The letter has also heighted an issue that goes to the very root of the Tamil question – the construction of military bases in the North, where Tamils have been the majority for centuries.

"The Sri Lankan Army presence of 85,000-86,000 in the North and East is contrary to peace building and amounts to a Tamil civil society under occupation. According to ground reports, armed soldiers control every area of civilian life from schooling to public meetings; soldiers even place restrictions on humanitarian, developmental and psychiatric work for the war ravaged Tamil people. Through the occupation, the Sri Lankan Armed Forces seize land from Tamil civilians, while settlers from the South are brought into colonize the land.

"From the Jaffna Peninsula in the North to the Trincomalee Harbour and beyond in the East, the traditional homeland of the Tamil Nation is subjected to occupation and settlements. This situation exacerbates socio-economic deprivation, for Tamil people are denied the ability to cultivate their appropriated lands and must compete for fishing with the superior technology of Sinhalese settlers," it read.

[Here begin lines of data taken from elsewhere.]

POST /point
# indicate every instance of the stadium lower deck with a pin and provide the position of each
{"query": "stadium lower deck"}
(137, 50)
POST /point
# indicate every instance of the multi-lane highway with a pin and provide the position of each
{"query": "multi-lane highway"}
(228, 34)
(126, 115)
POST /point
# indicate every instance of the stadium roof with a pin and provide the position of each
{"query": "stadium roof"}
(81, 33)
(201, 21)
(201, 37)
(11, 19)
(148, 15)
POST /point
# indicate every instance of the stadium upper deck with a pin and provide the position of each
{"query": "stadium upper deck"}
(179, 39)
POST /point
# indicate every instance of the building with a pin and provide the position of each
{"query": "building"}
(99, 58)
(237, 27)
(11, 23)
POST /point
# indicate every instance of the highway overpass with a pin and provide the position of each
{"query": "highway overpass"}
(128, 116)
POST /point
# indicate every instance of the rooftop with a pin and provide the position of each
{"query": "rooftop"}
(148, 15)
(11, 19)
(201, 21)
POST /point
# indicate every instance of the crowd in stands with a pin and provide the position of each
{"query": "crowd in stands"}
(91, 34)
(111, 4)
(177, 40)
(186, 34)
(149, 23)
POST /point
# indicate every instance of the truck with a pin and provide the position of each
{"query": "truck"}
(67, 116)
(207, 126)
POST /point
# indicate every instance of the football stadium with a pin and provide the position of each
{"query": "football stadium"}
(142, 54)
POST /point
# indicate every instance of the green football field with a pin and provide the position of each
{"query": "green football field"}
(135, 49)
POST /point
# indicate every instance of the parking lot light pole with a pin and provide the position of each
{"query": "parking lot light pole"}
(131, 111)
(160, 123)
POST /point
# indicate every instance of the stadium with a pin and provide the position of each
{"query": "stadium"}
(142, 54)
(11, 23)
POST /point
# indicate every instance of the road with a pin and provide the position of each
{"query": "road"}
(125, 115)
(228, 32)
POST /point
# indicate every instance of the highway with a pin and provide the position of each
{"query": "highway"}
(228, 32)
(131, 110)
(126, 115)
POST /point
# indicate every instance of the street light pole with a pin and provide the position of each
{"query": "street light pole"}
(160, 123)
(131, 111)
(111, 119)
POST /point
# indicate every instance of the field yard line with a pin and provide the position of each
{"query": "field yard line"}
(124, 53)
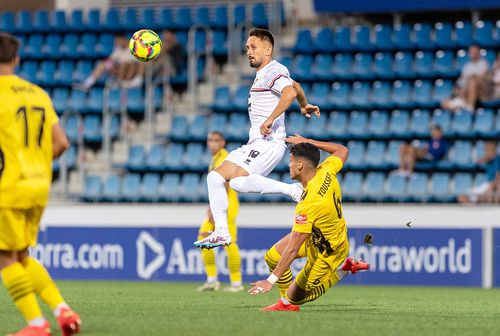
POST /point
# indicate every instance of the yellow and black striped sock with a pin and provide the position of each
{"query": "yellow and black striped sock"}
(272, 258)
(43, 284)
(20, 289)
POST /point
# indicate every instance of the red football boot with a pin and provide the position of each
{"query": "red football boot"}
(34, 331)
(69, 322)
(280, 306)
(354, 265)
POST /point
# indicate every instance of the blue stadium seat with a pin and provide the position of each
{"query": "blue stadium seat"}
(173, 157)
(351, 186)
(41, 21)
(419, 124)
(462, 123)
(402, 37)
(378, 124)
(60, 98)
(220, 18)
(375, 155)
(396, 188)
(382, 66)
(342, 40)
(148, 191)
(45, 75)
(356, 155)
(182, 19)
(131, 185)
(360, 95)
(381, 95)
(304, 42)
(383, 37)
(169, 188)
(92, 129)
(422, 36)
(373, 188)
(189, 188)
(484, 123)
(401, 92)
(92, 190)
(259, 16)
(111, 189)
(398, 125)
(75, 23)
(463, 32)
(136, 158)
(417, 187)
(337, 124)
(342, 66)
(444, 35)
(69, 46)
(422, 92)
(324, 42)
(222, 100)
(7, 22)
(155, 158)
(423, 65)
(362, 66)
(403, 65)
(439, 188)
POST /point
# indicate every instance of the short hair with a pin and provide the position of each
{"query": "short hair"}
(306, 151)
(9, 46)
(263, 34)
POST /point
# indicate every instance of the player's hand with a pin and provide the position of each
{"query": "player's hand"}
(308, 109)
(261, 286)
(265, 128)
(295, 139)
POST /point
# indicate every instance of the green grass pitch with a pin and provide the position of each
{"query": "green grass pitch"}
(149, 308)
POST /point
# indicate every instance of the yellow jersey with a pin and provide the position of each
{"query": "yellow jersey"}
(26, 120)
(320, 210)
(217, 159)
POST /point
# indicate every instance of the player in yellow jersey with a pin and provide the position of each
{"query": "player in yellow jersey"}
(30, 137)
(216, 144)
(319, 232)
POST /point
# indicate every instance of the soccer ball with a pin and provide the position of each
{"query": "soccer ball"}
(145, 45)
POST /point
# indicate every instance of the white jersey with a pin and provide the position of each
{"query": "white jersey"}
(265, 94)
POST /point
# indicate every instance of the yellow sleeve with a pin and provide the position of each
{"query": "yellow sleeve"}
(332, 163)
(305, 216)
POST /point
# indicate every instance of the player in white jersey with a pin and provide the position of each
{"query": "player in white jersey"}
(245, 168)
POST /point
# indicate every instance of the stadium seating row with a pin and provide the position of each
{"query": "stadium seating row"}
(182, 18)
(374, 155)
(374, 187)
(443, 35)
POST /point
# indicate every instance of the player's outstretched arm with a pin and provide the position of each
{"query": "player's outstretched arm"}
(334, 149)
(305, 108)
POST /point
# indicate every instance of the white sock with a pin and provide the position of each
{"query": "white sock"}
(37, 322)
(259, 184)
(57, 311)
(284, 300)
(217, 196)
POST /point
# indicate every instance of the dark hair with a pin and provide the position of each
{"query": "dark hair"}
(9, 46)
(306, 151)
(263, 34)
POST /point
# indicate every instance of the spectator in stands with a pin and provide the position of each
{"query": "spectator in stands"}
(433, 151)
(485, 192)
(472, 83)
(120, 64)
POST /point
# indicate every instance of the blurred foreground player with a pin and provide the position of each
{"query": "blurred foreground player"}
(319, 232)
(30, 137)
(216, 144)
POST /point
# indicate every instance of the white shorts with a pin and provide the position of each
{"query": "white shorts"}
(259, 157)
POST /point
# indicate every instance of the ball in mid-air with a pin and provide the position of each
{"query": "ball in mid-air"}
(145, 45)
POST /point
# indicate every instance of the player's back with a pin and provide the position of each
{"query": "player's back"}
(26, 120)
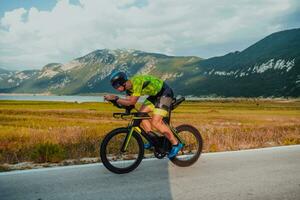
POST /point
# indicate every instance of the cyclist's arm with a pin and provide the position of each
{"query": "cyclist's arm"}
(130, 100)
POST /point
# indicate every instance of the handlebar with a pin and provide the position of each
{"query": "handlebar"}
(127, 108)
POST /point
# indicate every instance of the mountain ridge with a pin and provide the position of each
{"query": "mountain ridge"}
(268, 68)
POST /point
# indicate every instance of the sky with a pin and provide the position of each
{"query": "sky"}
(34, 33)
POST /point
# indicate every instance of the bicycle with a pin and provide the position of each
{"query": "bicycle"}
(122, 149)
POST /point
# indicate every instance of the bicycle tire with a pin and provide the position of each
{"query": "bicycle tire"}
(103, 151)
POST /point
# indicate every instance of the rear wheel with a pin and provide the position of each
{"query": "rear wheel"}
(114, 159)
(192, 149)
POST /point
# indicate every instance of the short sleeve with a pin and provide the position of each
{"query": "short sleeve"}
(137, 84)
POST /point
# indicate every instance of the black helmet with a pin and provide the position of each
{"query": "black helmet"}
(118, 79)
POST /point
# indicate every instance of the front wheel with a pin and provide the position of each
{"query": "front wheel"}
(114, 159)
(192, 149)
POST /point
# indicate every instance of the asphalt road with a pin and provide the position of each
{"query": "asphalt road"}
(270, 173)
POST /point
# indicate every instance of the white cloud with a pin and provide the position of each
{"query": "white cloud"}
(32, 38)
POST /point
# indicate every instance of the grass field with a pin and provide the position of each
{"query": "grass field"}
(54, 131)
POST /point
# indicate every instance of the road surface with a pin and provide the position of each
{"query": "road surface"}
(270, 173)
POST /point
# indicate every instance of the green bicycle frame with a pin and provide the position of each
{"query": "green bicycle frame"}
(138, 130)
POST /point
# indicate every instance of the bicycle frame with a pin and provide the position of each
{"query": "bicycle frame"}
(134, 126)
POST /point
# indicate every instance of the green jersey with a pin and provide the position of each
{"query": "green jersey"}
(145, 85)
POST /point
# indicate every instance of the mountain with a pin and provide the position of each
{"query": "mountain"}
(268, 68)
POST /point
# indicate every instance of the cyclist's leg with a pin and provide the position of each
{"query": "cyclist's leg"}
(146, 107)
(158, 123)
(162, 109)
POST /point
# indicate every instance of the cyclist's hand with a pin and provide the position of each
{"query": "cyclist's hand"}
(110, 97)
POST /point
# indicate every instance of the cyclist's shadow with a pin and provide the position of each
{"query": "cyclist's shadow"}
(149, 181)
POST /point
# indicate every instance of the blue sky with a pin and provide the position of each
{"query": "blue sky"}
(36, 32)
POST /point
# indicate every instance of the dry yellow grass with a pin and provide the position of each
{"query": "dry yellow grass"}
(53, 131)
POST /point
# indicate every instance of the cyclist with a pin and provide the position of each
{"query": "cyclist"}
(159, 101)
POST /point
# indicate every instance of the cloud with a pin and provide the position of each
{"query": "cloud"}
(32, 38)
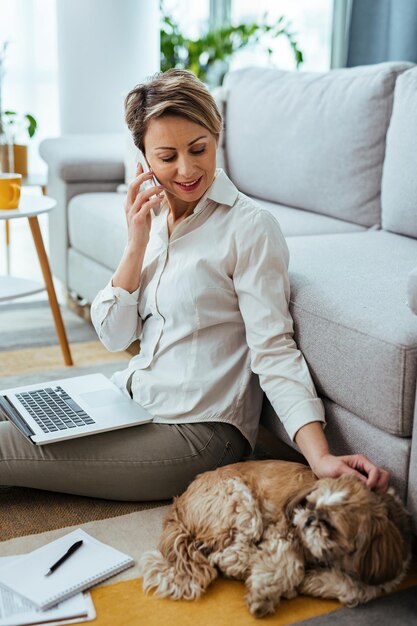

As a government spokesperson commented yesterday, there is every likelihood for various interests groups to lobby for various causes, now that Pillay is here. The open letter among the various other advocacy efforts, according to him are just that. Attempts to draw her attention towards the Tamil cause. The problem here is, the authorities, basking in post-war triumphalism fail to recognize that there is still something called a Tamil question, which is political, social and cultural, and is yet to be addressed.

Pillay, who has pledged to not take sides (UN representatives are required not to and only to raise issues with large doses of diplomacy) has also said she would not lend credibility to the Rajapaksa administration. She has declared the purpose of her visit in a nuanced way. She is not in Sri Lanka to criticize – but to raise human rights concerns. And that's saying enough.